Many people think that a presidential candidate must choose a running mate who provides the ticket with geographic, demographic, or ideological “balance.” During the past academic year, my student Jake Petzold wrote a terrific senior thesis debunking this notion. Since the days of FDR, he explained, the only time that balance played a decisive role was 1960, when Lyndon Johnson helped John Kennedy carry Texas and some other Southern states. More often, ticket-balancing has created problems. On paper, conservative Midwestern Baby Boomer Dan Quayle was a great match for moderate Texas/New England World War II veteran George H.W. Bush. In the real world of the 1988 race, Quayle’s stumbling performance proved to be a major distraction.
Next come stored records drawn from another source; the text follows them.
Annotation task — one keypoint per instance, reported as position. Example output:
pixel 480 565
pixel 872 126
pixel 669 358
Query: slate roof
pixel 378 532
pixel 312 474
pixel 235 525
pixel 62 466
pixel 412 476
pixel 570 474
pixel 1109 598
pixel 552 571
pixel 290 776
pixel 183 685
Mitt Romney knows this history. Accordingly his vice presidential selection process is reportedly stressing the potential candidates’ qualification for high office, with balance as a secondary consideration. In this light, it is easy to see why Senator Marco Rubio (R-Florida) may be in eclipse. At first glance, a young conservative Hispanic from a big swing state might seem a good complement to Romney. If he were the vice presidential nominee, however, Democrats would attack his scanty national credentials (less than two years in the Senate).   Moreover, his demographic appeal might be weaker than his admirers hope. In describing their identity, a recent poll shows, most Hispanic Americans prefer their family’s country of origin over pan-ethnic terms. People with roots in Mexico, Puerto Rico, and South America might not identify with a Cuban American.  And while Romney wants the election to be about the economy, putting Rubio on the ticket would mean endless questions about immigration.
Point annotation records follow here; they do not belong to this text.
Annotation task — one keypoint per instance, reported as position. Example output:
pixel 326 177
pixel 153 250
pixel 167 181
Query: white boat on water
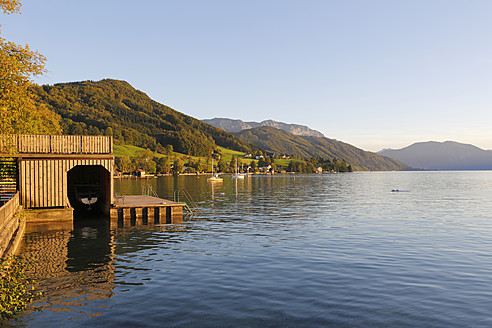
pixel 215 177
pixel 238 175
Senator Rob Portman (R-Ohio) would add neither ethnic appeal (Swiss-Americans are a rather small bloc) nor glamour (no relation to Natalie Portman).  But he has a strong background:  in addition to serving in the House and Senate, he has been director of the Office of Management and Budget and the U.S. Trade Representative.  He also has been around presidential campaigns, prepping GOP candidates by portraying various Democrats in mock debates. And though vice presidential candidates usually add only a couple of points to the ticket in their home states, that small increment could tip closely-contested Ohio, which in turn could tip a tight battle in the electoral college.

Nevertheless, Portman has a big problem named Bush.  The attack ad writes itself:  “As George Bush’s budget director, Rob Portman delivered deficits.  As George Bush’s trade representative, Rob Portman shipped jobs overseas. As Mitt Romney’s vice president, he’d do both.”  Yes, such attacks would be wildly inaccurate, but they’d draw some blood.  As JFK said, life is unfair.
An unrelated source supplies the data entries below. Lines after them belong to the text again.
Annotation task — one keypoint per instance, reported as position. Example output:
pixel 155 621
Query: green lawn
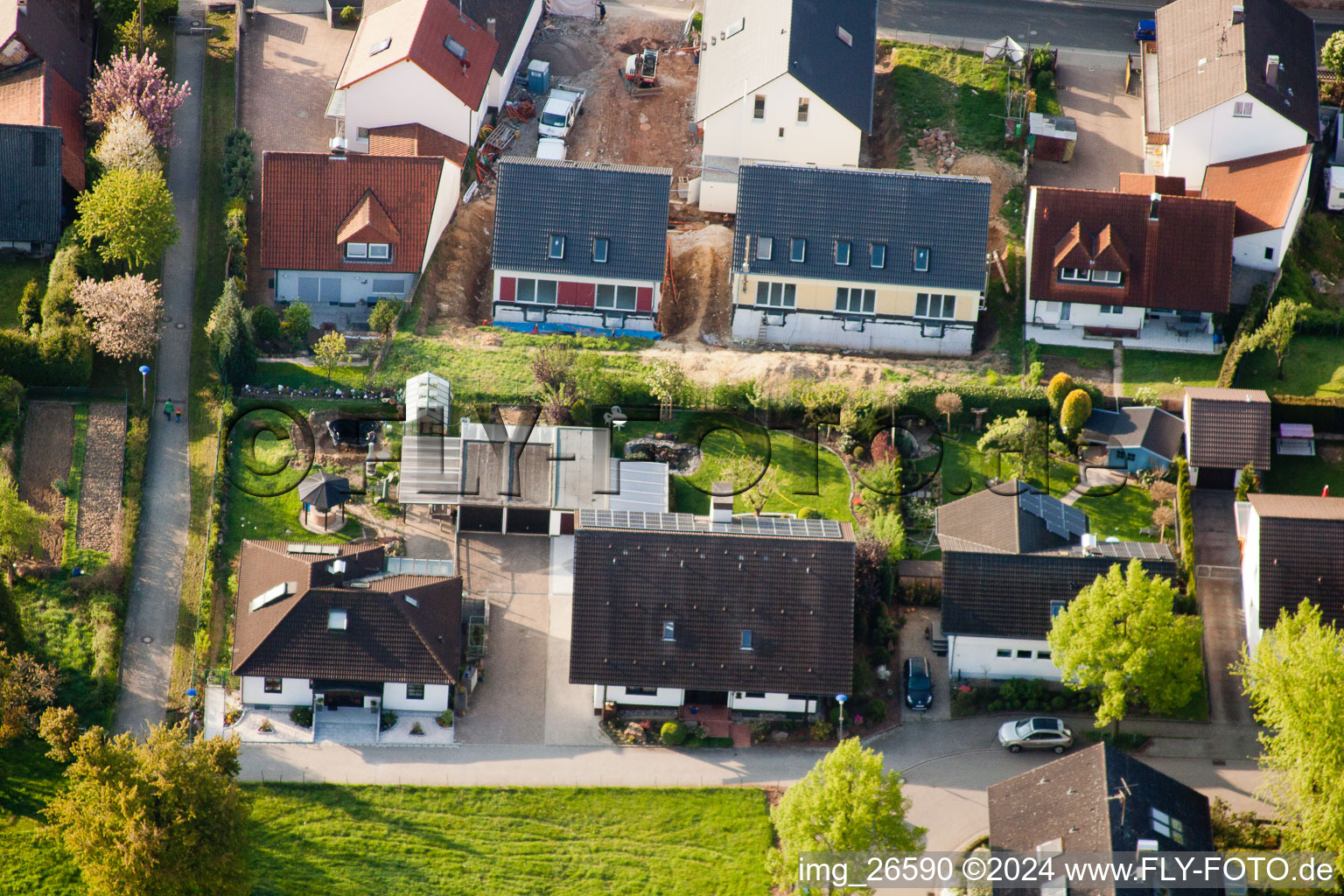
pixel 1314 366
pixel 935 88
pixel 14 276
pixel 1120 514
pixel 1160 369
There is also talk of former Minnesota governor Tim Pawlenty. He appeals to social conservatives yet also won statewide races in a state known for electing liberals.  He has solid executive experience, but since he’s never been a member of Congress, he doesn’t have a list of roll call votes to explain. Still, there is reason to wonder whether he would be a strong national candidate.  His brief bid for the GOP presidential nomination collapsed before the primaries got under way.

Of course, Romney might stun the political community with a running mate that nobody’s talking about right now – the political equivalent of a Hail Mary pass.  That’s probably not a good idea.  As Sister Anna Gregory taught me many years ago, Hail Marys are no substitute for correct choices.